One common concern is the relatively lower health expectations of cloned animals. The majority of cloning attempts fail and many clones display a variety of ailments. The reason behind these abnormalities is largely due to epigenetic factors. The term epigenetic refers essentially to the means by which DNA expression is controlled. While the DNA contains all the information, or the blue print, for a living organism, how that information is expressed depends on the type of cell and its stage of development. Although every single cell in your body houses the same genetic information as every other, there is a clear difference between the cells of your skin and those of your brain. During cloning, a certain amount of the epigenetic program in a cell can remain. If a cloned organism retains these epigenetic factors, it could lead to abnormal gene expression. Because epigenetic factors can affect a large portion of the genome, especially those involved in cellular differentiation, they can lead to a massive number of defects.
The primary concern here is not the horribly disfigured unfortunate ones that would never make it to the food supply anyway, but the few clones that appear to be totally and completely healthy to an outside observer. Some residual epigenetic traits remain even in healthy clones. These differences do not appear to inhibit the animal’s normal biological functions. But lets be clear about exactly what the risk might be here. Now, the abnormal gene expression in clones is due to loss of expression products. In other words, cloned animals produce no new gene products. One potential problem might be that proteins are not properly modified, or that they are produced in large enough quantities, as to produce and allergenic response. Because these products would be very similar to the intended biochemical process, this is unlikely. While I have come across no studies that indicate this to be the case, it is at least hypothetically possible. Proteins that have been inappropriately modified would very likely affect the cloned organism adversely either by its loss of function or in producing an immune response. This is an as yet unobserved and improbable risk. As for new and potentially deadly products being formed in the cloned animal, it’s not really conceivably possible. Those kinds of things are the results of mutations, which directly alter the genetic code, while epigenetic alters only which genes are being expressed. Despite this risk being small, consumers with a history of strong food allergies to cloned animal products, such as an allergy to milk, should take this risk more serious than the general population.

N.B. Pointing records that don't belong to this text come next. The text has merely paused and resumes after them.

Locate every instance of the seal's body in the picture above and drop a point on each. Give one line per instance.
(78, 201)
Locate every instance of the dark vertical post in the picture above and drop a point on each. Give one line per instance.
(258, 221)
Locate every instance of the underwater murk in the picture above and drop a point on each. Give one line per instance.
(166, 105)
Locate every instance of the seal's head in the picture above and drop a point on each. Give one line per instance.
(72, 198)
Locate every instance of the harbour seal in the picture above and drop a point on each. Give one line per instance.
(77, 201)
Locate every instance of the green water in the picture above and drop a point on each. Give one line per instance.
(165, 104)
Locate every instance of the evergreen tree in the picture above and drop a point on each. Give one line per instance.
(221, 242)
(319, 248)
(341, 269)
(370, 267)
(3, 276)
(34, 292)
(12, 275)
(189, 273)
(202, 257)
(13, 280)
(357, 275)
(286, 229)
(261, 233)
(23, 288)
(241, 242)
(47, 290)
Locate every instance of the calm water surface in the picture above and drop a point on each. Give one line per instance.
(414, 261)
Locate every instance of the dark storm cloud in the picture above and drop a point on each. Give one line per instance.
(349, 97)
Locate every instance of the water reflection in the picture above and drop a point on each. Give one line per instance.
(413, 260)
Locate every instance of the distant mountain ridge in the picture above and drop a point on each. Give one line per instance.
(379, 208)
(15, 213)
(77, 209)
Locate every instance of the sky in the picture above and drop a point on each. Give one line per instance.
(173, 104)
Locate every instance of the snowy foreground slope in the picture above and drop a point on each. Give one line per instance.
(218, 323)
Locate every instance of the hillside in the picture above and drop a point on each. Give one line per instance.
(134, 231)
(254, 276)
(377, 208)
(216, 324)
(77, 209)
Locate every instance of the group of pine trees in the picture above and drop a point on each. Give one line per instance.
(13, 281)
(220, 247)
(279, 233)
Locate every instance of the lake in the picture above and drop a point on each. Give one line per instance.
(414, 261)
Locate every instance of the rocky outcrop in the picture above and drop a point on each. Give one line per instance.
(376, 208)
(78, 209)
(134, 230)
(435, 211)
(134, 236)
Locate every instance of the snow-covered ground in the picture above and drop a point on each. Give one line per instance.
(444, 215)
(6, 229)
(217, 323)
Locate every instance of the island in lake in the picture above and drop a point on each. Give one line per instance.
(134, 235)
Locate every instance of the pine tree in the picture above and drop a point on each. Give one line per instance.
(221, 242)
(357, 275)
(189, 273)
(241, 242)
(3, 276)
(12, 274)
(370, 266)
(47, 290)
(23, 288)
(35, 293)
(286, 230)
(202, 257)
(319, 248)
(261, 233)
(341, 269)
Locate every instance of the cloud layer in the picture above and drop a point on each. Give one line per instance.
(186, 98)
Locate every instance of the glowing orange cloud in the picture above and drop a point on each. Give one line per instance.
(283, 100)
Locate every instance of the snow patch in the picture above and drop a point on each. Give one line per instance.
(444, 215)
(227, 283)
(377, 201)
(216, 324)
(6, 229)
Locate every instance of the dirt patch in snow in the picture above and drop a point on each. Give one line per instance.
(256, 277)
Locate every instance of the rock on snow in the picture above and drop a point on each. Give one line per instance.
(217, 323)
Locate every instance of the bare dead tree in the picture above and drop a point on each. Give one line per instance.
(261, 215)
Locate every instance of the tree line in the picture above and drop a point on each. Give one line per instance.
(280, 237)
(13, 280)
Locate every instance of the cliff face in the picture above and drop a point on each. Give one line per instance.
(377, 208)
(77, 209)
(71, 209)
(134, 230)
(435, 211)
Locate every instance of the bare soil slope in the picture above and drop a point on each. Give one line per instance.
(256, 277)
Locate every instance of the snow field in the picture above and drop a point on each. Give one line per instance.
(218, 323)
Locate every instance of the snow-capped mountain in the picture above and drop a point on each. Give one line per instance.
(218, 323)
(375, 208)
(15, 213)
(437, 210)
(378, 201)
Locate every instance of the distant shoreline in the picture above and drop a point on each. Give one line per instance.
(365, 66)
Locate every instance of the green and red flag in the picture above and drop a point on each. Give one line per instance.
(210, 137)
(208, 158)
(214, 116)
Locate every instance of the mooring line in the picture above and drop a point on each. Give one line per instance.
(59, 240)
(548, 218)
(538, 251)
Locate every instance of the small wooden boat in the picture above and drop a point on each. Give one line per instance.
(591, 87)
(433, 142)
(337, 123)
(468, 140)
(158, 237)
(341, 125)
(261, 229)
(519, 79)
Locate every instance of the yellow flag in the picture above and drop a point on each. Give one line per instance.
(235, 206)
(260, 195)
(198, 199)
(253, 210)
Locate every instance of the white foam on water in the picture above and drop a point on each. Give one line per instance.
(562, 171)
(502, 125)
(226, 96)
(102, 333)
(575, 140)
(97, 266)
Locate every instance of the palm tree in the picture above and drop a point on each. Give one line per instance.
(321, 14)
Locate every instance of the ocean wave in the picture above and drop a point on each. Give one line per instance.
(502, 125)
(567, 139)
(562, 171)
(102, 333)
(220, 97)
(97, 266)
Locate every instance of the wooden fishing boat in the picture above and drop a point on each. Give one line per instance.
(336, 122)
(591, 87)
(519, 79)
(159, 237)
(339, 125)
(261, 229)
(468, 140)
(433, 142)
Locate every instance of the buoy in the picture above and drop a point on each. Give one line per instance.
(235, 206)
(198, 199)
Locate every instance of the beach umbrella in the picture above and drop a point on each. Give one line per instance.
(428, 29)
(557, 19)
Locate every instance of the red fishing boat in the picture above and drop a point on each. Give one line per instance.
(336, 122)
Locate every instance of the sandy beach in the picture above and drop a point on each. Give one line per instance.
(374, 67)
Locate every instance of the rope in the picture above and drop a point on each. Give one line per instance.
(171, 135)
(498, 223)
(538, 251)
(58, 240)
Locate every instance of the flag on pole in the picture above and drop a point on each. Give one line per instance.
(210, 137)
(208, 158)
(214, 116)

It is also reasonable to conclude that, as our understanding of epigenetics increases, scientist may be able to eliminate the concerns associated with variable gene expression, including those to the suffering and well-being of the animal. So if this is your only concern, it might be dealt with eventually. Also, some of the health risks are not so much a result of the abnormal clone, but the large amount of antibiotic and hormones supplements these could potentially need. Given our ability to clone now, it is not yet very practical for the food industry and, in spite of the FDA approval, it is unlikely it will be implemented on any grand scale due to its expense and failure rate, at least until the method is refined. So, the consumption cloned meat, by itself, poses no significant threat greater than that of normal meat. Risks I have not discussed, or may have alluded to, in this blog do warrant consideration though. They include but are not limited to biodiversity, antibiotic and hormone supplementation, practical implementation, and ethical considerations. I intend to address these issues in follow up blogs.